Crisis de…
Se ha vuelto un
lugar bastante común hablar de la actual “crisis de valores” como
característica de nuestra época. Son muchas las voces que en los últimos años
(y van unos cuántos, podríamos decir que décadas…) han alzado su protesta
señalando que lo que antes era considerado “valioso”, “importante”, “correcto”,
“respetable” parece haber perdido su vigencia en los tiempos que corren. “Antes
había más respeto” se escucha en algunos ámbitos, “ahora a nadie le importa
nada” se quejan más allá, “cada uno piensa sólo en salvarse él y el resto que
se embrome” observan otros, “ya nadie valora el esfuerzo, hay una cultura
facilista” profieren, y la lista podría continuar largamente.
Es cierto que a
veces estas observaciones vienen sazonadas de una sospechosa nostalgia y un
discutible aferrarse a tiempos pretéritos por el hecho de ser pretéritos – esa
mentalidad del “todo tiempo pasado fue mejor” que obstaculiza las posibilidades
de notar algunas eventuales mejoras que hayan venido con los nuevos tiempos. No
obstante, más allá de lo que esa mirada pueda tener de distorsionada, la
observación de la tan mentada crisis de
valores de nuestra época no parece reducirse a una cuestión de mera
nostalgia. Incluso buena parte de la bibliografía filosófica, sociológica y
psicológica tiende a realizar un análisis en tono similar.
Cabría
preguntarse, sin embargo, si se trata realmente de una crisis de los valores en
sí mismos o si es, por decir de alguna manera, una crisis de los valorantes, es decir de aquellos a los
que nos toca valorar. ¿Pero cómo –observará el lector– acaso podemos hablar de
“valores en sí mismos”? ¿Acaso los valores no son tales justamente porque
nosotros los valoramos? En cierto sentido, si dejamos de valorarlos parecería
que dejan de ser “valores”, y eso explica este asunto de la crisis, ¿o no? Sin
embargo, si los valores, para ser valiosos
y por tanto valores, dependen de
nuestra valoración, entonces la mencionada crisis de los mismos resulta, tarde
o temprano, prácticamente inevitable. Si no atribuimos a lo “valioso” cierta
objetividad y, por tanto, cierta independencia respecto a su
ser-valorado-por-nosotros, no debería resultar sorprendente que los valores
cambien al compás inestable de nuestras caprichosas y cambiantes valoraciones.

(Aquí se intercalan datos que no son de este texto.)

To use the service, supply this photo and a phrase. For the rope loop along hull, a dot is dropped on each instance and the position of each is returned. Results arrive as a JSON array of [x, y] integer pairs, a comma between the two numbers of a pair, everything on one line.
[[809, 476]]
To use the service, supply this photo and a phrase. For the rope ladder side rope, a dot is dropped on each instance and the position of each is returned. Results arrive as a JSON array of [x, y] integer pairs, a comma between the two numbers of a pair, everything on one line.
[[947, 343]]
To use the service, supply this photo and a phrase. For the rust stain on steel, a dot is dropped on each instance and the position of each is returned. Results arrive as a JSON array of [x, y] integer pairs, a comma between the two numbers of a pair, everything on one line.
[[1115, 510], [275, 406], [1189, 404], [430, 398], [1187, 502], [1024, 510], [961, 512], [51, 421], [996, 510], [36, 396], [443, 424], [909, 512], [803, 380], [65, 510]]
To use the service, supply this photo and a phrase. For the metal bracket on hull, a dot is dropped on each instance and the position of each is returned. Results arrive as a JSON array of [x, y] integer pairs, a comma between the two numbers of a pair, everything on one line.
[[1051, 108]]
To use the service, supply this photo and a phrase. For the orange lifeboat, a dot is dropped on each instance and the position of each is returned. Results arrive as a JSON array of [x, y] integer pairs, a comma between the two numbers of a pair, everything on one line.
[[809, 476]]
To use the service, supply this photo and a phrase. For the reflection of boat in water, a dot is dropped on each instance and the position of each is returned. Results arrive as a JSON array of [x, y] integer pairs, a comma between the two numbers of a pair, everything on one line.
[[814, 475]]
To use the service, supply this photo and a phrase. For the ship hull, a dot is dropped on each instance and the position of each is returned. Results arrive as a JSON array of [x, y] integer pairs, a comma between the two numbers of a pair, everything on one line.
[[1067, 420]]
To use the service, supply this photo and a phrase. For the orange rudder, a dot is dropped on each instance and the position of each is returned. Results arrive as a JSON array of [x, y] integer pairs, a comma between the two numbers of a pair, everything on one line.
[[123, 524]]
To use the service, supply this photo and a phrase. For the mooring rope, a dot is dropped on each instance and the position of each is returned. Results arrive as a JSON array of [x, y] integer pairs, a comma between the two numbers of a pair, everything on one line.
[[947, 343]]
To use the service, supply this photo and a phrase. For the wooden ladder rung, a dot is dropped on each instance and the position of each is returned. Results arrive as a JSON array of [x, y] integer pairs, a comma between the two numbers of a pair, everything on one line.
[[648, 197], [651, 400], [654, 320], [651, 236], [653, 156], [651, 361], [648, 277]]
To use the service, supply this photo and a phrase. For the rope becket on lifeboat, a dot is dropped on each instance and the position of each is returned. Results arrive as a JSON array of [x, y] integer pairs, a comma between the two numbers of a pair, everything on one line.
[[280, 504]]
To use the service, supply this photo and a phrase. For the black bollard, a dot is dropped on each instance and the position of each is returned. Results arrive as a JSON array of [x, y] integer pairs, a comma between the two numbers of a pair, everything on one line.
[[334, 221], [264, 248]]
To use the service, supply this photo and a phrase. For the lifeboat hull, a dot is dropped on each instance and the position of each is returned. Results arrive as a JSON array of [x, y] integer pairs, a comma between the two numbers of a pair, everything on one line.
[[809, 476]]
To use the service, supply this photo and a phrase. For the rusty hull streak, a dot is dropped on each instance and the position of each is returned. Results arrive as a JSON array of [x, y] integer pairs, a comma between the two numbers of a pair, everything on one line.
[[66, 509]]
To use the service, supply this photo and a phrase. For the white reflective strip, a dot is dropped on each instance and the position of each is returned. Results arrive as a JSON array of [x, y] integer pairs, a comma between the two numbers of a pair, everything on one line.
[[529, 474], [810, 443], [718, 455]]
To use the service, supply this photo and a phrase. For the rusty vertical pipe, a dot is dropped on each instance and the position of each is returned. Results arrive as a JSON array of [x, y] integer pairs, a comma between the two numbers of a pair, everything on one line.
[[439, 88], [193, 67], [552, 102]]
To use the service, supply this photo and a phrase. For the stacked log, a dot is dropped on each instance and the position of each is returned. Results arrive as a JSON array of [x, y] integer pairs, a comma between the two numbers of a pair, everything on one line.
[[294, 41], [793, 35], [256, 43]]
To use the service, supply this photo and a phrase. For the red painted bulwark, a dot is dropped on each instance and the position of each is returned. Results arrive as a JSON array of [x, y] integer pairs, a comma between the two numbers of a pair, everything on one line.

Resultaría incluso contradictorio pretender que se mantengan vigentes, que no
se derrumben, que no entren en crisis, si su fundamento no es otra cosa que
nuestro (cada vez más) cambiante valorar.
Pero la
fundamentación subjetiva, así como hace que la crisis de valores sea en cierta medida inevitable, la convierte
también (paradójicamente) en imposible. En efecto, ¿basados en qué podríamos
todavía hablar de “crisis”? ¿En qué habríamos de apoyarnos –después de haber
quitado a los valores toda objetividad– para seguir sosteniendo que algo
debería seguir siendo valioso? ¿Por
qué habríamos de añorar ciertos valores caídos en desuso, si es solamente el
uso lo que los convertía en valores?
Al hablar de
“crisis de valores” (para quienes gustan hacerlo) lo primero a tener en cuenta
es que la crisis o no es tal o no es propiamente de los valores, sino de los que hemos dejado de valorar aquellas
cosas que, en sí mismas y objetivamente, siguen siendo valiosas. Es decir, el
problema no son los valores, sino nuestra aptitud para ser movidos por ellos.[1]
¿Alternativas?
¿Pero acaso no
podríamos buscarle otra vuelta al asunto sin tener que considerar a los valores
como algo “objetivo”, “absoluto”, etc.? ¿Por qué no pensar lo axiológico como
un campo en el que estamos llamados al diálogo y al consenso? Sería cuestión de
ponernos de acuerdo sobre lo que consideraríamos “bueno” sin necesidad de que
esos valores se nos impongan desde fuera. Parecería incluso más “democrático”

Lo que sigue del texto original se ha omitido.